My familiarity with Vadim was far from complete, but I thought I had a sense of him from ...And God Created Woman at one end and Barbarella at the other, both of which are kind of cool but neither of which suggests a great deal of filmmaking talent. An ability to throw fun stuff at the screen, sure, but maybe not much in terms of ability to organize it into a coherent movie.

Well, if Blood and Roses is at times a touch vulgar, it is certainly coherent. One might quibble that it heterosexualizes J. Sheridan LeFanu's tale of vampiric/lesbian lust (the oft-filmed Carmilla, also the basis for Dreyer's very different Vampyr) too much, but traces remain, and the film's innovation is to render its hereditary vampire curse in terms of character psychology and neurosis, a decade and a half before George Romero "invented" this approach in Martin (1977). Having made his approach quite clear via the visual storytelling and a certain uncharacteristic restraint in the scenes of nocturnal depredation, Vadim unfortunately spells it out via a shrink's summing up, straight out of Psycho, but then neatly twists things around with one of those by-now-familiar fade-outs on an image that suggests the supernatural cannot be so lightly dismissed. Sound of gateau being both had and eaten.

What the film lacks in characterization—and Vadim and his cast are rarely able to suggest anything resembling human behavior (Ferrer and Stroyberg relax at one point at the piano: he mimes the act of tuna fishing while she plays a silent-movie style accompaniment, and that's as naturalistic as it gets), limiting themselves to acting out the plot, the visuals are achingly beautiful, dreamy, and pop-surreal in ways that sometimes transcend the cornball faux-Magritte stuff you might expect. Renoir's lighting and framing is consistently ravishing, but Vadim's use of tracks and crane are imaginative and lush too. Jean Prodromides' score interacts with the sound design to underplay big moments with gentle harps or dead silence, another sign of Cocteau's influence. Only the editor seems asleep on the job, at one point fading up on a character standing aimlessly in the middle of a lawn, just a few frames before Vadim must have called "Action!" and sent her on her way. Maybe blame the lab.

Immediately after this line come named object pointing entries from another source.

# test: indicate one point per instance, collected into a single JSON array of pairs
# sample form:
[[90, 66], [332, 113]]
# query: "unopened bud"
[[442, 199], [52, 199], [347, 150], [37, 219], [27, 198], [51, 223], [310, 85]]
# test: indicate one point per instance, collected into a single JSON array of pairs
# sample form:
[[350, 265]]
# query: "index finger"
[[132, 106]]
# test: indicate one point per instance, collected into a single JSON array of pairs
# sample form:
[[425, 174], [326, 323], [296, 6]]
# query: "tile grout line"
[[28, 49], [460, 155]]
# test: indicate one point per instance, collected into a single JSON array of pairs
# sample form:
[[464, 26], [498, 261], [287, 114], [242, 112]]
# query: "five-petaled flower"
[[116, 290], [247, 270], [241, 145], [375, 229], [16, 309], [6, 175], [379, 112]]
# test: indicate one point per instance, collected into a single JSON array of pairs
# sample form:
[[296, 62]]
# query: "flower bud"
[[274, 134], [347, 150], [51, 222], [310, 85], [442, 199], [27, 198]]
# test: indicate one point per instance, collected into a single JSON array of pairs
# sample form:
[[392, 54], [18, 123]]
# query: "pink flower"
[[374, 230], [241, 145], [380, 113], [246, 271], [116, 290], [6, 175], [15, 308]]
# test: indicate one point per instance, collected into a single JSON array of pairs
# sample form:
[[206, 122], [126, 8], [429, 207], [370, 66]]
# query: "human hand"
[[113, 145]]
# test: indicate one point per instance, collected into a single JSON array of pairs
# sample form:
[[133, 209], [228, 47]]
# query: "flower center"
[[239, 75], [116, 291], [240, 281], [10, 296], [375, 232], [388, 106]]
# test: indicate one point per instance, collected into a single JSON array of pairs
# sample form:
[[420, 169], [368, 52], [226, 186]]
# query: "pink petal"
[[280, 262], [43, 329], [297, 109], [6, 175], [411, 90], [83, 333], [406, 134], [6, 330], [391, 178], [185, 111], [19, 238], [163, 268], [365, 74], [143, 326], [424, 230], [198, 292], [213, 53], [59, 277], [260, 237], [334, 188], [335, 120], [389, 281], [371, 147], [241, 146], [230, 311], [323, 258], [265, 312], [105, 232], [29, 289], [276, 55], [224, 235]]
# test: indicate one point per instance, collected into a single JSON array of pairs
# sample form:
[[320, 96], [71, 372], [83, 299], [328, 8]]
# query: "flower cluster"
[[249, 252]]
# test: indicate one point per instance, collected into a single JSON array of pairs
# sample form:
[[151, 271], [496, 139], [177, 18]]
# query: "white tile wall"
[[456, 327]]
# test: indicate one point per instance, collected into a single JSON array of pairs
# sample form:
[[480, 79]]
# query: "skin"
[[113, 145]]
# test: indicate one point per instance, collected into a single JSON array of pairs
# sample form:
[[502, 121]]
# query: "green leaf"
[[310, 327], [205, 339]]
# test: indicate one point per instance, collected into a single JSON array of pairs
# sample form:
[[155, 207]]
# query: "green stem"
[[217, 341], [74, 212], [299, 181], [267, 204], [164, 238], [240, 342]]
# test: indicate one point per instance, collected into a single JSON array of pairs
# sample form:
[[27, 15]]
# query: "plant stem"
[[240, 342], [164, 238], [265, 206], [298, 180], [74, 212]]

The new German DVD offers French and German dialogue and, for once, English subtitles. It's complete (the French cut on YouTube omits nearly all of the final dream sequence—the best bit!). The image seems to have been rescued at the last moment from fading to pink completely, and the palette is still somewhat skewed to the salmon, but enough has been clawed back to strongly suggest the extreme beauty of the locations, lighting, set design and cast.

***

The Forgotten is a fortnightly column by David Cairns, author of Shadowplay.